Given that phonons have a wide spectrum of wavelengths, i.e., phonons with different wavelengths contribute differently to κl. A variety of experiments have proved that κl decreases with decreasing grain size in the nanostructured thermoelectric materials, because the mean free paths for most of the phonons will be limited by the nano-grain size. Therefore, introducing the nano-grains causes mid- to long-wavelength phonons to be strongly scattered by numerous interfaces, while the short-wavelength phonons are less affected. It was shown previously that in the bulk TE materials, these short-wavelength modes can actually carry a substantial contribution of heat. For example, in a so-called all-scale (atom/nano/mesostructure) hierarchical architectures: PbTe, nearly 30% of κl is contributed by phonons with a wavelength of less than 5 nm, which can be attributed to scattering by atomic-scale solid-solution alloying4. Furthermore, for most of alloy materials, the operating temperature is in the mid-temperature range (~ 700 K) where the characteristic wavelength of heat-carrying phonons is in the order of interatomic distance. However, for the oxides those are operated at high temperature (~ 1000 K), the characteristic wavelength of phonons is always comparable to the lattice constants. The short-wavelength phonons can be scattered by introducing the point defect, resulting in a substantially reduced thermal conductivity. Zhu et al. found that small amount of Ge (5%) substituted in the nanostructured Si could be efficient in scattering the phonons shorter than 1 nm, resulting in a further reduction of κl by 50%20.

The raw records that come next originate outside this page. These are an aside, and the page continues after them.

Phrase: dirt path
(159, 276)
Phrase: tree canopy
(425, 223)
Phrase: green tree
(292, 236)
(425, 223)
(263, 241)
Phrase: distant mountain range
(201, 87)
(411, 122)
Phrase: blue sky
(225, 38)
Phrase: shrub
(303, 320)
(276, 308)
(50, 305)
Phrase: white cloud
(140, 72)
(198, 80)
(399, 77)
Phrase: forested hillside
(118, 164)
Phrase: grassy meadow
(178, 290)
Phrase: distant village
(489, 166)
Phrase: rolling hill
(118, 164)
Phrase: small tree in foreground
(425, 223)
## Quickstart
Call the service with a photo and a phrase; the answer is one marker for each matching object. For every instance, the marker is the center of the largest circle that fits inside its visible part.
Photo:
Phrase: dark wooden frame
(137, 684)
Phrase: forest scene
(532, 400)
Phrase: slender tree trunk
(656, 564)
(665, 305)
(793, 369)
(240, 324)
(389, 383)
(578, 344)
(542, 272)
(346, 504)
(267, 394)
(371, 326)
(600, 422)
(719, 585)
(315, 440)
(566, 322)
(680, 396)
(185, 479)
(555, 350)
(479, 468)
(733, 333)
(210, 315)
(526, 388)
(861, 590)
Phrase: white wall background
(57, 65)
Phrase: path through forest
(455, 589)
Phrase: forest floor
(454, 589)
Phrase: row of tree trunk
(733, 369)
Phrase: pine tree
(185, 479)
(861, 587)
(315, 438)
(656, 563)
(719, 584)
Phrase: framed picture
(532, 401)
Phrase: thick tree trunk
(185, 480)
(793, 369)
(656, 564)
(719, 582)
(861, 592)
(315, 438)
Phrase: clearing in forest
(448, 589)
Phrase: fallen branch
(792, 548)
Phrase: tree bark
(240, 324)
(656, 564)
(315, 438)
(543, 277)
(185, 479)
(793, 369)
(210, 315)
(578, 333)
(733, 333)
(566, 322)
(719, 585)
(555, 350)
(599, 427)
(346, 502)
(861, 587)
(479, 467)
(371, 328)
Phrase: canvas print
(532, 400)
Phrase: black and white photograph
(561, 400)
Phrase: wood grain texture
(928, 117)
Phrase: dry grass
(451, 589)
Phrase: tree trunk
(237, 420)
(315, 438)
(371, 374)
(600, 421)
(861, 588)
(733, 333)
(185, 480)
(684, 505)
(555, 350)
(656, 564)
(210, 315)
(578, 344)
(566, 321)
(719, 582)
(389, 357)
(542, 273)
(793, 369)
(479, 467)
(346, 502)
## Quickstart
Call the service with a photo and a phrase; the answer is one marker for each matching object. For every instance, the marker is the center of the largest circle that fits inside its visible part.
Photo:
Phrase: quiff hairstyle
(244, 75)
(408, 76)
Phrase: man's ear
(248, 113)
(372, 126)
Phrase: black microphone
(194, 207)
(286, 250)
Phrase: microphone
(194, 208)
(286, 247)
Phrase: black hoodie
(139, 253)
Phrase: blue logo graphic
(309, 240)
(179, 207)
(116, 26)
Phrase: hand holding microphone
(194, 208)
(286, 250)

Accordingly, to take the advantages of both point defect and nanostructuring engineering, heavy doping and spark plasma sintering (SPS) method are applied to fabricate nanostructured In2O3. An ultralow lattice thermal conductivity of 1.2 W m−1 K−1 @ 973 K that is below the theoretical minimum in amorphous In2O3 ceramics is achieved21. Furthermore, the observed ZT value is 4 times higher than that of pristine In2O3 and show the maximum value of 0.44 at 973 K, due to both the substantial reduction in thermal conductivity and the increased carrier concentration, paving a path for enhancing ZT in n-type TE oxides for high-temperature applications.

Results and Discussion

Figure 1 (a) presents the XRD patterns of all In2–2xZnxCexO3 specimens prepared by SPS. All of the major reflections could be well indexed to bixbyite-type cubic lattice structure with (206) space group. The existence of CeO2 as a secondary phase was observed in the specimens for which x> 0.08, suggesting that the solid solubility limit of Ce in In2O3 is smaller than 4%, which is larger than that of the previous report (~1%)22. Furthermore, it is strange that no any additional phase in XRD assignable to ZnO can be found in the patterns, since the solid solubility of Zn has been reported to be less than 2%23. A similar phenomenon has been reported that respective solubility can be increased greatly when the equal amounts of Zn and Sn are simultaneously cosubstituted in In2O324. The lattice parameters of all the samples were calculated from the XRD peaks positions as shown in the Figure 1 (b). The lattice parameter increases monotonically up to x = 0.08 following Vergard formula: a = a0 + k x, where a0 is the pristine lattice constant and x refers to the doping level. The lattice expansion is due to the larger average ionic radius of doping species (rZn2+ = 0.74 Å, rCe 4+ = 0.92 Å, rave = 0.83 Å) as compared to that of In3+ (rIn3+ = 0.80 Å). The lattice parameter no longer changes as the doping level is increased beyond x = 0.08, confirming that the solubility limit is 4%.

Figure 1
figure 1

(a) The XRD patterns of various In2–2xZnxCexO3; (b) The measured lattice parameters of In2–2xZnxCexO3 as a function of x.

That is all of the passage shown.